Back to all activities

Password Security Survey

Summary

Weak and "shared" passwords are prevalent - even after hundreds of well-publicized global password breaches, "password" and "12345" remain the most popular passwords, and password re-use is common. Weak wifi passwords are specifically a challenge, as wifi signals often are accessible outside of an office's physical limits, but provide full access to the private network.

Walkthrough

    Adapt this survey to get a sense of how passwords are used in the organization. Anonymous paper surveys, later destroyed, are a good way to gather this information. The earlier questions are more important in terms of getting a sense of password practices, so consider adapting or shortening the survey based on staff/leadership buy-in and risk considerations.

    How many passwords do you have to remember for accounts and devices used to do your work?

    If you tried to login to your computer account right now, how many attempts do you think it would take?

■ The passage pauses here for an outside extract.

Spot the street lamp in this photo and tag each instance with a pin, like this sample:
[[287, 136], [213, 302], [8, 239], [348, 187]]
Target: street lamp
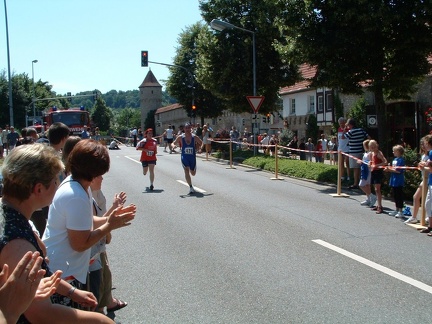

    Have you written down your current password?

    • No
    • Yes, on paper
    • Yes, electronically (stored in a document or spreadsheet in my computer, phone, etc.)
    • Yes, in a password manager
    • Other

    If you wrote down your current password, how is it protected (choose all that apply) ?

    • I do not protect it
    • I stored it in an encrypted file
    • I hid it
    • I stored it on a computer or device protected with another password
    • I locked up the paper
    • I always keep the password with me
    • I wrote down a reminder instead of the actual password
    • Other

    Have you ever forgotten your current password?

    • No
    • Yes

    If yes, how did you recover it?

    Have you ever forgotten old work passwords?

    • No
    • Yes

    If yes, how did you recover it?

    When you created your current password, which of the following did you do?

    • I reused an old password
    • I modified an old password
    • I have a list of passwords which I rotate through
    • I reused a password I was already using for a different account
    • I created an entirely new password
    • Other:

    Do you have a set of passwords you reuse in different places?

    • No
    • Yes

    Do you have a password that you use for different accounts with a slight modification for each account?

    • No
    • Yes

    Did you use any of the following strategies to create your current password (choose all that apply) ?

    • Password based on the first letter of each word in a phrase
    • Based on the name of someone or something
    • Based on a word or name with numbers / symbols added to beginning or end
    • Based on a word or name with numbers and symbols substituting for some of the letters ( e.g. '@' instead of 'a')
    • Based on a word or name with letters missing
    • Based on a word in a language other than English
    • Based on a phone number
    • Based on an address
    • Based on a birthday

    How long is your current password (total number of characters)?

    • I prefer not to answer.

    What symbols (characters other than letters and numbers) are in your password?

    • I prefer not to answer.

    How many lower-case letters are in your current password?

    • I prefer not to answer.

    How many upper-case letters are in your current password?

    • I prefer not to answer.

    In which positions in your password are the numbers?

    • First
    • Second
    • Second from last
    • Last
    • No Numbers
    • I prefer not to answer.

    How many symbols are in your current password?

    In which positions in your password are the symbols?

    • First
    • Second
    • Second from last
    • Last
    • No Numbers
    • I prefer not to answer.

Recommendation

    Any important password should be long enough and complex enough to prevent both standard dictionary attacks and “brute-force attacks” in which clusters of powerful computers work in parallel to test every possible character combination. (We recommend 12 or more completely random characters or a passphrase that contains five or more relatively uncommon words.) The key should not contain common “phrases,” expecially from well known literature like Shakespeare or religious texts, but also should not include number sequences or phrases, especially if they are related to the organization, its employees or its work, and to use unique passwords for each account.

    Because this becomes logistically difficult, password managers such as KeePassX or other systems are recommended.

    Specifically for wireless passwords, choosing a strong WPA key is one of the most important steps toward defending an organization’s network perimeter from an adversary with the ability to spend some time in the vicinity of the offices. By extension, mitigating this vulnerability is critical to the protection of employees and partners (and confidential data) from the sort of persistent exposure that eventually brings down even the most well-secured information systems.

    Because shared keys inevitably end up being written on whiteboards, given to office visitors and emailed to partners, the WPA key should also be changed periodically. This does not have to happen frequently, but anything less than three or four times per year may be unsafe.

    As WPA3 becomes more widely adopted, upgrading your network to WPA3 authentication will provide substantial security against wireless password attacks.